Photo via NBA 2K (@NBA2K)

At long last, NBA 2K19 will be released to the masses on Tuesday, September 11 and for those that pre-ordered the game on Friday, September 6 at midnight. This year’s edition will be the first to feature LeBron James on the Los Angeles Lakers and if that weren’t reason enough, James will also be on the game’s cover for the second time in his career.

One of the most talked about aspects of the game every year is the player ratings. While some players might care more than other players, no one cares more than the fans.

Thanks to YouTuber GamingWithOva, Lakers fans got an early look at the ratings for this year’s roster. As usual, the ratings are indisputable and are not at all controversial.

For those that don’t have time to watch the video, here are the full ratings for the 16-man roster in descending order:

  1. L. James: 98
  2. B. Ingram: 82
  3. K. Kuzma: 80
  4. R. Rondo: 79
  5. L. (not LiAngelo) Ball: 79
  6. J. McGee: 77
  7. K. Caldwell-Pope: 76
  8. L. Stephenson: 76
  9. J. Hart: 76
  10. M. Beasley: 76
  11. I. Zubac: 73
  12. M. Wagner: 72
  13. S. Mykhailiuk: 70
  14. I. Bonga: 68
  15. A. Caruso: 68
  16. T. Wear: 68

Now there’s a lot to unpack here, so we’re going to break down the ratings beyond the arbitrary number they give to these players. Let’s start with Brandon Ingram, who 2K massively underrated despite giving the second-highest rating on the team.

According to 2K, Brandon Ingram and Lonzo Ball are both equally average inside scorers, receiving Cs in that category. While a C might be generous for Ball, it’s indefensible for Ingram.

Last season, Ingram converted 61.8 percent of his total 322 field goal attempts from the restricted area last season. He was also one of three small forwards to convert at least 55 percent of his field goal attempts from less than five feet, according to NBA.com. The others were James and Giannis Antetokounmpo.

Meanwhile, Ball only made 47.9 percent of his total 167 field goal attempts from the restricted area last season, but you don’t even need to go that deep to understand Ball struggled to score from inside last season. Anyone that watched him play last season saw that was arguably his biggest weakness, and yet, here we are.

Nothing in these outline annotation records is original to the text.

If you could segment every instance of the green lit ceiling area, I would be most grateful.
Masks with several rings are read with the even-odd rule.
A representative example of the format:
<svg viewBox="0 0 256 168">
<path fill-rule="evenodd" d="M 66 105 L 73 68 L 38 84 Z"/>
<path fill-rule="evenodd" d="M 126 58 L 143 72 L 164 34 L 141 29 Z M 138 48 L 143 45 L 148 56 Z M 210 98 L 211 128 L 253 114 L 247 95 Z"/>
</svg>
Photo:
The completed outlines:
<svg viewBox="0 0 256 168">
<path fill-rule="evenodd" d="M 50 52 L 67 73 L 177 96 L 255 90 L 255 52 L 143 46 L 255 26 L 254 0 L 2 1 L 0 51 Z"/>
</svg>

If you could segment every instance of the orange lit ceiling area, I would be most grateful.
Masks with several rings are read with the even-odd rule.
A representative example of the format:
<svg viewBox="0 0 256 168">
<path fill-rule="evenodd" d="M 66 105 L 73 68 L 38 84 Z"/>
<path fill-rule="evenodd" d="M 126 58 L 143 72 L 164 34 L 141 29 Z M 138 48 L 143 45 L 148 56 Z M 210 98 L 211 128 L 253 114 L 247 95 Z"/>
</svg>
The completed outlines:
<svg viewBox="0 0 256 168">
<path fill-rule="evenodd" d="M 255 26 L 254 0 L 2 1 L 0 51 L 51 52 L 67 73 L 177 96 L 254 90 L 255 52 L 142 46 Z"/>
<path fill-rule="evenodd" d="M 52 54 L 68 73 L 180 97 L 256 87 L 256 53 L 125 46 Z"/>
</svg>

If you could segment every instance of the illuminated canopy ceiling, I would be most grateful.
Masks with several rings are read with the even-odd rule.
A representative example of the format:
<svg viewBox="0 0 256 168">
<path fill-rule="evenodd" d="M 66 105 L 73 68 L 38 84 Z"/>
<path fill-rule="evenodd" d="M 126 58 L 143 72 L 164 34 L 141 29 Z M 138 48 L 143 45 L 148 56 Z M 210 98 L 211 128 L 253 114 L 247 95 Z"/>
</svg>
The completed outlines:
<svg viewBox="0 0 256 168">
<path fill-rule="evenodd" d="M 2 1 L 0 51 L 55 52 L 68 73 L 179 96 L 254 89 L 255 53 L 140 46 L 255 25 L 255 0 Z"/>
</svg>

But that wasn’t even the biggest discrepancy with Ingram’s rating. He was also given a C- in inside defense and a D+ in perimeter defense. His inside defensive rating is understandable, for as long and tall as Ingram is, he is still just a tad over 90 lbs. wet (probably).

However, his perimeter defensive rating is a little harsh, especially when you take into account his teammates that got a higher rating than him. For example, Lance Stephenson — who was one of the worst defenders at his position last season according to ESPN’s real defensive plus-minus — received a C- grade in perimeter defense.

Jabari Parker, D’Angelo Russell, Chandler Parsons, Andrew Wiggins and Devin Booker were also among the questionable players given better defensive grades than Ingram.

Ingram might not be an elite defender yet, but he made serious progress on that end in his sophomore season, contesting the NBA’s sixth-most 3-point attempts per game (4.2), and holding opponents to 3.5 percent below their season average when defended by him, per Mike Trudell of Lakers.com.

If there’s one thing that needs to be fixed in the first patch, it’s that.

Inrgam wasn’t the only Laker who didn’t get enough credit for his work on the defensive end. Kentavious Caldwell-Pope, arguably one of the best two-way shooting guards in the league, was given a C- perimeter defensive grade.

KCP led the Lakers in defensive win shares (2.7) last season, according to Basketball-Reference, and the tape checks out. Google is free, 2K.

And last, but certainly not least, for the second consecutive year, Alex Caruso looks like a middle school algebra teacher. I understand it’s the player’s responsibility to go in and get scanned, but this is sad.

Ratings can always be updated throughout the season and if the Lakers do as well as the fans are hoping, at least half of the roster will see a substantial boost midway through the season. Until then, have fun getting blown by on the wing with Ingram.